The last audiobook I read in January was a very different story — The Last House on Needless Street by Catriona Ward — but it also has a lot going on in its very premise. Narrated in turn by Ted, a weird loner and put-upon single father, his angry, alienated daughter, Lauren, a frighteningly driven woman named Dee, who is searching for her long-missing sister and thinks Ted killed her, and, of course, Ted’s cat, Olivia, who is a devout Christian and also a lesbian. And Ward, too, manages to pull off a pretty fucking zany premise with relative panache: the characters are drawn with intensity, each as obviously unreliable a narrator as one could want; the pacing is solid, leaving room for weird moments without slacking; Ward has a great eye for the unsettling detail, the horrible things that make me murmur, “hey, now,” out loud while reading. But the novel hinges on a very specific twist, which, though well-executed (honestly, leagues better than many other iterations) was still such a common one, and one that’s so often misused, that it landed more like a half-hearted punchline than a real reveal.
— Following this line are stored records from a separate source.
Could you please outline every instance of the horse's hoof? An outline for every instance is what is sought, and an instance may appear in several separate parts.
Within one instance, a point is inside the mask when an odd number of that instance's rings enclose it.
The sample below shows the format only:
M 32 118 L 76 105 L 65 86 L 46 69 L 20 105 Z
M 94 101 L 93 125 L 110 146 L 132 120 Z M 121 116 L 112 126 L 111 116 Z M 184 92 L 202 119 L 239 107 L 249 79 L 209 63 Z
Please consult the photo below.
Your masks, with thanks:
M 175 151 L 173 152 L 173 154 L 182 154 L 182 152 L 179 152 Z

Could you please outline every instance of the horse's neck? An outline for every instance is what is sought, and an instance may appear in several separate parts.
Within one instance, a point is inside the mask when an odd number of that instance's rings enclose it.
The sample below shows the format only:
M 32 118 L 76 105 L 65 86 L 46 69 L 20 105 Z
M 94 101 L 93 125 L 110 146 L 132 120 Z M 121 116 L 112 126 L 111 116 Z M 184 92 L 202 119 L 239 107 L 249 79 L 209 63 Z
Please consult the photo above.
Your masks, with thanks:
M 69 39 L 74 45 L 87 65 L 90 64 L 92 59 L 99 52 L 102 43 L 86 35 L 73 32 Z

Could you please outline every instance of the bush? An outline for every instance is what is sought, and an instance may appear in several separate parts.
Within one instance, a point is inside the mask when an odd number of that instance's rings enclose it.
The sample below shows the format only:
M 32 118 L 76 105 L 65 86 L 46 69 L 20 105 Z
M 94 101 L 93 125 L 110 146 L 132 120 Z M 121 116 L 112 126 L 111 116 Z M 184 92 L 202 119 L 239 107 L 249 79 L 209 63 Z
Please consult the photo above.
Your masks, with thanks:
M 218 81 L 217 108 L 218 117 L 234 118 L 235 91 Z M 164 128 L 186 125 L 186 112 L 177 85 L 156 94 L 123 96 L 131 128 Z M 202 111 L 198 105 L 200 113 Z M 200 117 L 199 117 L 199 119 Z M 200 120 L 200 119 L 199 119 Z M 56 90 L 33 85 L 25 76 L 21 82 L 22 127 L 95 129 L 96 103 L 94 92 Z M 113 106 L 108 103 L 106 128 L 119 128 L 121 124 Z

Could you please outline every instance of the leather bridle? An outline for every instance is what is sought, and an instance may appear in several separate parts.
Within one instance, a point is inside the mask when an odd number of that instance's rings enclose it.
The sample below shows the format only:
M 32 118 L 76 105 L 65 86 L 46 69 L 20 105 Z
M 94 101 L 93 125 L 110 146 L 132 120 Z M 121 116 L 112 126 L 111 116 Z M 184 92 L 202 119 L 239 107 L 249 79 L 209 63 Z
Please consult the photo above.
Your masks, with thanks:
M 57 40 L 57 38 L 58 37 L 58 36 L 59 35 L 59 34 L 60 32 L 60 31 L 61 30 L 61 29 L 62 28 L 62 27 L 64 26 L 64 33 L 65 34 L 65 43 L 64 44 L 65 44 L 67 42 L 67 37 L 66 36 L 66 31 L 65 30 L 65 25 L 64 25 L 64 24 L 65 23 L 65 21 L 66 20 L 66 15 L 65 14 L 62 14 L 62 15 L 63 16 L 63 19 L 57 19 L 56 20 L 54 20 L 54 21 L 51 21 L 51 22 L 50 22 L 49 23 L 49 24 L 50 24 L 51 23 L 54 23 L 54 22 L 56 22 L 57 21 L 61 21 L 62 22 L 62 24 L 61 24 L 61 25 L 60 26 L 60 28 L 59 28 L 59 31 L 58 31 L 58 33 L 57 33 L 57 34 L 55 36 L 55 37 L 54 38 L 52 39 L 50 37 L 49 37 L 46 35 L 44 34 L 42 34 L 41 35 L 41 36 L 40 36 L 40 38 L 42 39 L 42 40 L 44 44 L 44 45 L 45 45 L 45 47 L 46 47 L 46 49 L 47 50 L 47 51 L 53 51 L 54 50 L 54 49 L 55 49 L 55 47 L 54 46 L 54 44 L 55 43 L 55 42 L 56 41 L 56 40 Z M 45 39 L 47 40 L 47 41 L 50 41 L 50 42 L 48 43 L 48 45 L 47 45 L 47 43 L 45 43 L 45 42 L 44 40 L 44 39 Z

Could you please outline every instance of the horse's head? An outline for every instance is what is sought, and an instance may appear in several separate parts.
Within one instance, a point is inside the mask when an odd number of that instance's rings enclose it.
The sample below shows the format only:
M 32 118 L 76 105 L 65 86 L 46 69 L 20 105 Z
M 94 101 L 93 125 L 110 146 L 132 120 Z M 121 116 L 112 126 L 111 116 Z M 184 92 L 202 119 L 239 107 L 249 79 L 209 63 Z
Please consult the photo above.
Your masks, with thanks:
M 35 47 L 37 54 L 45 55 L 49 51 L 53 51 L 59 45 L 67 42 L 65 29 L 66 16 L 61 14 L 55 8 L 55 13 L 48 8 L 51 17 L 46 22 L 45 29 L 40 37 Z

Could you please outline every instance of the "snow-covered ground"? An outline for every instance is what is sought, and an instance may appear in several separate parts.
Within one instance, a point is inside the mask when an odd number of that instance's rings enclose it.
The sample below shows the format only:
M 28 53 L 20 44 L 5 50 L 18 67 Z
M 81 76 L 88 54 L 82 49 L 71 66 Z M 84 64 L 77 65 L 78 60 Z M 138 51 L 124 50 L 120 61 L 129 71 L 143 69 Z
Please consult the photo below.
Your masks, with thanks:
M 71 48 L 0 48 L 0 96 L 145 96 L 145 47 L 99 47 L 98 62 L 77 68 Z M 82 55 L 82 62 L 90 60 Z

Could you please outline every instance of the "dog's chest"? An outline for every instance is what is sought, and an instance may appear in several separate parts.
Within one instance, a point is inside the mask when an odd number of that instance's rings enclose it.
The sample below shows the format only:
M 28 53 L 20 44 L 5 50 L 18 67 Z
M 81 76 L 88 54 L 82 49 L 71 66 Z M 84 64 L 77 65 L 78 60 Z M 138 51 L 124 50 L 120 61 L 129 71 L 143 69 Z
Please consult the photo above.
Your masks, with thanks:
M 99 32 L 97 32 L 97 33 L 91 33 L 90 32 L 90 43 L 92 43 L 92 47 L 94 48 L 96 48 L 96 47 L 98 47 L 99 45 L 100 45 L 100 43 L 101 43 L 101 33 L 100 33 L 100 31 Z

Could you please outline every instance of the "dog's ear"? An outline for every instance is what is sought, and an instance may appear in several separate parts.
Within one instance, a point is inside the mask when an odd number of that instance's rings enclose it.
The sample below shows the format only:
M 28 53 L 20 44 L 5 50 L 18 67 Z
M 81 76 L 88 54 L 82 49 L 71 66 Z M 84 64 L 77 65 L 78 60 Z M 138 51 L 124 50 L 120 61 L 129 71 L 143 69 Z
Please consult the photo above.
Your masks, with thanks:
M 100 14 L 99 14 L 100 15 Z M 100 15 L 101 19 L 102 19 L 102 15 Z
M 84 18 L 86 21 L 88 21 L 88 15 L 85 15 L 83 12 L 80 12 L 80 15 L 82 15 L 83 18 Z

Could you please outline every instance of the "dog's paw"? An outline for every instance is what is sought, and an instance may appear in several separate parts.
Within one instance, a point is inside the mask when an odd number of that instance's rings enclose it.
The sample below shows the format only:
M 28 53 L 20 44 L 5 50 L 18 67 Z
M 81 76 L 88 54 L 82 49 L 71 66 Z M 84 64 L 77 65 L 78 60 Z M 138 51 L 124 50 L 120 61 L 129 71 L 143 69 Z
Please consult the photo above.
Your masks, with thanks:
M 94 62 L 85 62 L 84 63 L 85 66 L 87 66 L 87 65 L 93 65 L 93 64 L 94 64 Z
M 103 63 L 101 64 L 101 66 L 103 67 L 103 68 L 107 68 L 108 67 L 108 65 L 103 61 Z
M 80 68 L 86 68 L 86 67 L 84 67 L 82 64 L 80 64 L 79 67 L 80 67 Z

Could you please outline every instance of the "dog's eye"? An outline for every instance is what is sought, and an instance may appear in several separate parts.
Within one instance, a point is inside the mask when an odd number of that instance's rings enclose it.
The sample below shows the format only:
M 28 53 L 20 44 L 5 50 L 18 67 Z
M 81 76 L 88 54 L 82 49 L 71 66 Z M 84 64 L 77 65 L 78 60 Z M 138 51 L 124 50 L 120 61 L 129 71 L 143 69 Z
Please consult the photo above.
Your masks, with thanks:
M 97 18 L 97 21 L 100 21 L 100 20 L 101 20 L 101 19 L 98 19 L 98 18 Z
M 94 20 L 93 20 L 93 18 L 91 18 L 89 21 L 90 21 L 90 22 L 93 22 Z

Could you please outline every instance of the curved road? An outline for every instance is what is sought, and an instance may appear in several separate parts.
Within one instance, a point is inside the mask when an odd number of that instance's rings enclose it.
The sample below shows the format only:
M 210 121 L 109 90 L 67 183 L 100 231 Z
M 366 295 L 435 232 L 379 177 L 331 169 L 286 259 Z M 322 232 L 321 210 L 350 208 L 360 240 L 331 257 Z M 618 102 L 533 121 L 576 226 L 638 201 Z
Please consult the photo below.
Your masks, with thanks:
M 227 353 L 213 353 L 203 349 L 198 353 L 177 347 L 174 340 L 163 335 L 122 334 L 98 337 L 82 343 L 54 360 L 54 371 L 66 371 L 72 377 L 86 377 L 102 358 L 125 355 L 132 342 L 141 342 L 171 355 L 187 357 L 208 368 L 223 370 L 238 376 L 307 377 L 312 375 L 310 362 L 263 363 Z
I’m not going to spoil it here, but others have, so there’s that if you want. It was good, and with the caveat that it’s the kind of psychological horror novel that really just makes you feel sad, I liked it — but I’m curious to see what Ward can do when she’s not leaning on overplayed “twists.”
We close out this round-up with a book that hasn’t so much haunted me as appeared at key moments, in a passing citation, but which I never had the presence of mind to seek out until now (or, more specifically, because it was cited in Darkly, discussed above): The Fantastic: A Structural Approach to a Literary Genre by Tzvetan Todorov, which I read in Richard Howard’s English translation. It’s hard to overstate, but almost equally hard to clearly state, the influence of this book on discussions of genre fiction broadly, because Todorov doesn’t just outline “the fantastic,” he outlines how genres are built in the first place. I read a library copy, and will almost certainly need to re-read it, but I was mildly disappointed at how much of the book is about genre in general, relative to how much is about the titular genre specifically. Then again, I ran into something similar with Marc Auge’s Non-Places; in any case, what stuck with me the most from this one was the observation that the detective story is the modern (or, you know, mid-twentieth century) iteration of the ghost story.